9. Não havendo dúvidas que a decisão foi contrária à norma, tal como esta está redigida, pode agora o arguido levantar a questão relativa à admissibilidade ou não do recurso interposto para esse Venerando Tribunal, no que concerne ao facto de se saber se efetivamente o STJ na sua decisão aplicou ou não a respetiva norma e qual o sentido com que o fez, nomeadamente se foi o suscitado pelo recorrente no seu requerimento.
10. Quanto ao facto da aplicação da norma pelo STJ na sua decisão, é o próprio TC que tal refere no ponto 9.2.2 da decisão sumária ao afirmar que: “a decisão do STJ assenta na interpretação conjugada dos artigos 400º, nº1, al. e) e artigo 432º, nº1, al. c).
11. Desta forma, o STJ aplicou efetivamente já referida norma na sua decisão, ainda que conjugada com outra norma.

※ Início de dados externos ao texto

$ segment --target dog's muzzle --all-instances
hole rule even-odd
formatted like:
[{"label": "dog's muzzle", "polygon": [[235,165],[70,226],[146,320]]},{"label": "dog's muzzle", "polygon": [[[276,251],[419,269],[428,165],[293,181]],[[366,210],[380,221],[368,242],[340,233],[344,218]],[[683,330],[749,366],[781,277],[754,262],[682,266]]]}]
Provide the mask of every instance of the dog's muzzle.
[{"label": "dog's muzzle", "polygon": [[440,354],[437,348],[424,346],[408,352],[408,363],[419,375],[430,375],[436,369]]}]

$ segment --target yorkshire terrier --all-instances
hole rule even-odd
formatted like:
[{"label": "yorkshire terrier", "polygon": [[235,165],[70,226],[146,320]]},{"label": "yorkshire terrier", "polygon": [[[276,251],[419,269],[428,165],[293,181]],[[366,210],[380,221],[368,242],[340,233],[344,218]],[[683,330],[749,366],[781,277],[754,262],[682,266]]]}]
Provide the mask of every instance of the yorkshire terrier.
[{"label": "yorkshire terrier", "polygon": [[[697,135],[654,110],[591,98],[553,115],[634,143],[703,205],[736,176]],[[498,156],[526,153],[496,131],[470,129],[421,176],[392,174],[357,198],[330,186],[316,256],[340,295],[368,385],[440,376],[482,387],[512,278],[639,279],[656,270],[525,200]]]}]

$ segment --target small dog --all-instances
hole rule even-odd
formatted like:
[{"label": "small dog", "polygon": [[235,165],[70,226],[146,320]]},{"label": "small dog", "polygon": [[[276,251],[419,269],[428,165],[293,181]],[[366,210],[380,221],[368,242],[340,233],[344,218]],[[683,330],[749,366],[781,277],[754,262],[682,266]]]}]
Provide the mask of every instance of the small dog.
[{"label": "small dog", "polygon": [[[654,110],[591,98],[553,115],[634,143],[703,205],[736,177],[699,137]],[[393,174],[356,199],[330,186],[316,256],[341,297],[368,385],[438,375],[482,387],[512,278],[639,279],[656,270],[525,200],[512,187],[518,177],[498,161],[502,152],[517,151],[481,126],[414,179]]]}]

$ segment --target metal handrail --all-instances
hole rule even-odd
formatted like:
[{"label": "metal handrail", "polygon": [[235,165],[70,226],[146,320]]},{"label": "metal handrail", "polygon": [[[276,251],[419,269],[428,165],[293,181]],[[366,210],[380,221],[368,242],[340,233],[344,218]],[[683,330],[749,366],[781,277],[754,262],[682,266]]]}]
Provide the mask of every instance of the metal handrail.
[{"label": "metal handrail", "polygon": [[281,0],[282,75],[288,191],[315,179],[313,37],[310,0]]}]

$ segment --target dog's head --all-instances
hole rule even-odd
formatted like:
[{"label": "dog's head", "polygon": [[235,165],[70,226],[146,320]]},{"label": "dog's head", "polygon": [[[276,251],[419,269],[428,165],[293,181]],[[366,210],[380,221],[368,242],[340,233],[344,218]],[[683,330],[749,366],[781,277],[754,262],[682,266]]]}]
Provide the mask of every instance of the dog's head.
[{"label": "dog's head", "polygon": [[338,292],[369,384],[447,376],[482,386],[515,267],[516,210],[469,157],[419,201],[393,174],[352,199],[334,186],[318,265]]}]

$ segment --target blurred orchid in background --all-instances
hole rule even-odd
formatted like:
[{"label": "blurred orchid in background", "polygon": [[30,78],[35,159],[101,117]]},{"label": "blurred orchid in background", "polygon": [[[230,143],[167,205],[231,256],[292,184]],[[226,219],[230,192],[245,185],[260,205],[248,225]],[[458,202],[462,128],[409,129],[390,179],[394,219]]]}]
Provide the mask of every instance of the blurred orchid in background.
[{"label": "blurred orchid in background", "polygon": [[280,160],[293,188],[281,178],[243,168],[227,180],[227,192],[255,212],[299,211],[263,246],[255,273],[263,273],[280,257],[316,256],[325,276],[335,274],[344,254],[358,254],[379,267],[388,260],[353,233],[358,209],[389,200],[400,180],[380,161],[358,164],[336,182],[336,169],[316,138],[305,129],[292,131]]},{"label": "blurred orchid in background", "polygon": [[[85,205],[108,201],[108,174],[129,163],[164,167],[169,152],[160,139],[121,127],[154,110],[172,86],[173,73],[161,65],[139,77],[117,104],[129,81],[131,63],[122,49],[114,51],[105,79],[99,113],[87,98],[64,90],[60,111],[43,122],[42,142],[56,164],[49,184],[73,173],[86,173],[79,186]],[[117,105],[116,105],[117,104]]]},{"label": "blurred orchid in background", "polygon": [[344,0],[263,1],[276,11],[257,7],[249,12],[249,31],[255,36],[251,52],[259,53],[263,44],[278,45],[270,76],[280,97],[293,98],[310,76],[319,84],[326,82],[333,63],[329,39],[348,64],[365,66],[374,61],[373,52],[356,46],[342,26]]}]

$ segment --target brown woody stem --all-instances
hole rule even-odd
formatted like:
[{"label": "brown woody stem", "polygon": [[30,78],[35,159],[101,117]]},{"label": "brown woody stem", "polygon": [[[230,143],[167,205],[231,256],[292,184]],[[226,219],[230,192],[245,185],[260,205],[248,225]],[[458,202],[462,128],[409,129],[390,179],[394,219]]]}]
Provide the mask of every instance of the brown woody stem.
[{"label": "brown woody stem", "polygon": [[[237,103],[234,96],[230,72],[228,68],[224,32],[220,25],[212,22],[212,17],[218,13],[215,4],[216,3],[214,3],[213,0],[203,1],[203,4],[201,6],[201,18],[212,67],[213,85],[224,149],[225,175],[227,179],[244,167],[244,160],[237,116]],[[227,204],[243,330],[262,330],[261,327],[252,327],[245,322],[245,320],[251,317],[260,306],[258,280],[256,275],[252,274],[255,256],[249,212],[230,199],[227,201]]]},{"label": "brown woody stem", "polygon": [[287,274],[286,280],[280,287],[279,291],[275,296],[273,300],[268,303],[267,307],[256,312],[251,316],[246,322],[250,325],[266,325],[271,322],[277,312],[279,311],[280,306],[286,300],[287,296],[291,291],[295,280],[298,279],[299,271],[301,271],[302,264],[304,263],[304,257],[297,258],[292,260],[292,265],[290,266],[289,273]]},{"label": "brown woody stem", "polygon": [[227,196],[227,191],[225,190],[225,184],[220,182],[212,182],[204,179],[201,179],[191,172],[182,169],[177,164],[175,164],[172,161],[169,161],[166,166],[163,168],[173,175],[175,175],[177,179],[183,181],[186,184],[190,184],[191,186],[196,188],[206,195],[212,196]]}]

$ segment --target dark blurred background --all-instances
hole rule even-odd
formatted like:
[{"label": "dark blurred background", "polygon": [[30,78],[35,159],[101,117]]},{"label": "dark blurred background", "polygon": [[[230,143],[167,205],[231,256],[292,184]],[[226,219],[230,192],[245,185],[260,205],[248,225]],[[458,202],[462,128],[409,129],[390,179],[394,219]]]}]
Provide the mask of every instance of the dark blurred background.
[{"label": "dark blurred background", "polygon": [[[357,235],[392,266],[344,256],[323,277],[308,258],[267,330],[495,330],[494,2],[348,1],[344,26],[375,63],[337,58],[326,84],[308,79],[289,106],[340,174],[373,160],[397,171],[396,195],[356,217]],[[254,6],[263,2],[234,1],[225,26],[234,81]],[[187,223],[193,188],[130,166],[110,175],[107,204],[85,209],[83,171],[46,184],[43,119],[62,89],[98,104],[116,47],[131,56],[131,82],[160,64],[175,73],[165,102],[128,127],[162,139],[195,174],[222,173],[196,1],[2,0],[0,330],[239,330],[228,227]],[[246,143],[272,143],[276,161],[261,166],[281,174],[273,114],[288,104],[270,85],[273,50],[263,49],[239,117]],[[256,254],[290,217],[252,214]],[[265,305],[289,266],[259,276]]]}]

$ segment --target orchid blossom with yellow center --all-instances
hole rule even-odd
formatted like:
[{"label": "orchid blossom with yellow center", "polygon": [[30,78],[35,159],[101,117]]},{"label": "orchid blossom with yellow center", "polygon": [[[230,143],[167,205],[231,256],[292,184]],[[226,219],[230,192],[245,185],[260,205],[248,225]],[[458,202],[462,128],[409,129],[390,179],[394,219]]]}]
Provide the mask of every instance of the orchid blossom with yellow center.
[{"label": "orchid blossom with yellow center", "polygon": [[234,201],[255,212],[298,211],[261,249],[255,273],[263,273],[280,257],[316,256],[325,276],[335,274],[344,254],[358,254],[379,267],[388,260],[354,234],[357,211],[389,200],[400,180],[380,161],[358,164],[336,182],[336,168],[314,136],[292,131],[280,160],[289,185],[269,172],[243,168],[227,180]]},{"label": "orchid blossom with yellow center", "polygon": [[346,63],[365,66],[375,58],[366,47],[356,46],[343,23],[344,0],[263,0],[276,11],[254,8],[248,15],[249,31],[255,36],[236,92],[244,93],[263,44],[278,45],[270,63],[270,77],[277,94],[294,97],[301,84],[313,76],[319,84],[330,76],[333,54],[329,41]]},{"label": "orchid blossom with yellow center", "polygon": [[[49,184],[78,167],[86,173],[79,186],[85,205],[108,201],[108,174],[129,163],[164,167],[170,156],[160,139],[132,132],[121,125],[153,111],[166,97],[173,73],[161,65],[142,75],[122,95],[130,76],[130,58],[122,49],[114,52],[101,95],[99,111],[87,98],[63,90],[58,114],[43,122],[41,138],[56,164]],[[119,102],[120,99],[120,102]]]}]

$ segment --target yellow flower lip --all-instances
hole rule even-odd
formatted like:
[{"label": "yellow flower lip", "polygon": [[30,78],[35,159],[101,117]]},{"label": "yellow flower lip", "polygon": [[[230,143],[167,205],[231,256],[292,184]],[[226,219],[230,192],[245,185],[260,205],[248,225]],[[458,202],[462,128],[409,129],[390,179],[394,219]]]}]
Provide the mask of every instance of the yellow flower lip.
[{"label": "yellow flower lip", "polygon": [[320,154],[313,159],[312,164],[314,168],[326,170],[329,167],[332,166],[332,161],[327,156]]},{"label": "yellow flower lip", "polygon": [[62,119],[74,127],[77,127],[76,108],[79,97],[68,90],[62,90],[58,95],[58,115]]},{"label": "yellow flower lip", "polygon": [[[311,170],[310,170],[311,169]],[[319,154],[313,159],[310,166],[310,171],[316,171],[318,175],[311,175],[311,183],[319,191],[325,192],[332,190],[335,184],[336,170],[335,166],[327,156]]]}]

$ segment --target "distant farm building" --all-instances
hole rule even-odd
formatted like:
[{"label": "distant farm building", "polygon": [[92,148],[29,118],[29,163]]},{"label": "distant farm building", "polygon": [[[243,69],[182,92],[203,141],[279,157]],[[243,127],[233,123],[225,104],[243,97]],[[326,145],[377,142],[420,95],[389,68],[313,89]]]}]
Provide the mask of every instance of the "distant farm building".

12. Assim, resta-nos saber se o fez ou não com o sentido suscitado pelo recorrente.
13. Para tanto, torna-se necessário, agora, transcrever a fundamentação de que o STJ lançou mão, quanto a esta questão. “Não sendo razoavelmente possível, pelos elementos objetivos que o processo legislativo revela, identificar a vontade do legislador no sentido de permitir a conclusão de que na al. e), do nº1, do artigo 400º do CPP, disse mais do que quereria, não parece metedológicamente possível operar uma interpretação restritiva da norma.”
14. Continuando: “Porém a norma, levada isoladamente ao pé da letra, sem enquadramento sistémico, acolheria solução que é diretamente afastada pelo artigo 432º, nº1, al. c), produzindo uma contradição intrínseca que o equilíbrio normativo sobre o regime dos recursos para o STJ não pode comportar. (…) A perspetiva, o sentido essencial e os equilíbrios internos que o legislador revelou na construção do regime de recursos para o STJ, com a prevalência sistémica patente e mesmo emanente da norma do artigo 432º e especialmente do seu nº1 al. c), impõe, por isso, a redução teleológica da norma do artigo 400º, nº1, al. e) do CPP, de acordo com o princípio base do artigo 432º, nº1, al. c), do CPP, necessária a reposição do equilíbrio e da harmonia no interior do regime de recursos para o STJ, no sentido de o recurso não ser admissível para o STJ no caso que tenha sido aplicada uma pena não superior a 5 anos de prisão.”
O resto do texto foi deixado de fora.